Cancer screening guidelines are among the most heavily tested community health topics on the NCLEX. The nurse must know current USPSTF and ACS recommendations. Breast cancer: mammography every 1-2 years starting at age 40 (ACS recommends annual from 40-44 with the option, annual from 45-54, then biennial from 55 onward; USPSTF recommends biennial from 40-74). Higher-risk individuals (BRCA mutation, first-degree relative with breast cancer, prior chest radiation) may need earlier screening and MRI. Cervical cancer: for ages 21-29, Pap smear alone every 3 years. For ages 30-65, three options are acceptable: Pap smear alone every 3 years, primary high-risk HPV (hrHPV) testing every 5 years, or Pap plus HPV co-testing every 5 years. Screening stops at age 65 if prior results were consistently normal. HPV vaccination does NOT eliminate the need for screening. Colorectal cancer: screening begins at age 45 for average-risk individuals (previously 50; updated by USPSTF and ACS). Options include colonoscopy every 10 years, FIT (fecal immunochemical test) annually, FIT-DNA (Cologuard) every 1-3 years, or flexible sigmoidoscopy every 5 years. Lung cancer: annual low-dose CT scan for adults aged 50-80 who have a 20 pack-year smoking history and currently smoke or quit within the past 15 years. Prostate cancer: the USPSTF recommends shared decision-making about PSA screening for men aged 55-69; PSA testing is NOT universally recommended, and the USPSTF recommends against screening men 70 and older.

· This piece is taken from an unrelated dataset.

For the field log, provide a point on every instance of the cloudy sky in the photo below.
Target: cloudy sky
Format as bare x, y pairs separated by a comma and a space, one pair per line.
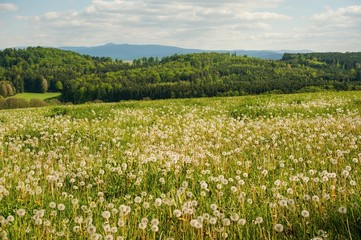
319, 25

The ACS and AUA suggest earlier discussions (ages 40-45) for high-risk men including Black men and those with a family history of prostate cancer — these are not USPSTF recommendations but may appear as valid alternatives on the NCLEX. The community health nurse's role is educating clients about which screenings apply to them based on age and risk factors, addressing barriers to screening (cost, transportation, fear, cultural beliefs), and ensuring follow-up on abnormal results.

Watch Out For

USPSTF and ACS recommendations sometimes differ — the NCLEX typically tests the USPSTF guidelines but may present ACS recommendations as valid alternatives. Students forget that cervical cancer screening starts at 21 regardless of sexual activity onset, and that it stops at 65 with adequate prior screening. The most common error is confusing screening intervals: Pap every 3 years, mammography every 1-2 years, colonoscopy every 10 years. Lung cancer screening requires BOTH age criteria AND pack-year criteria — neither alone qualifies. PSA screening for prostate cancer is a shared decision, not a universal recommendation.

Clinical Pearl

Screening ages in one sentence: Pap at 21, mammogram at 40, colonoscopy at 45, lung CT for 20-pack-year smokers at 50. When in doubt, the NCLEX answer is 'discuss screening options with the client' — shared decision-making is always safe.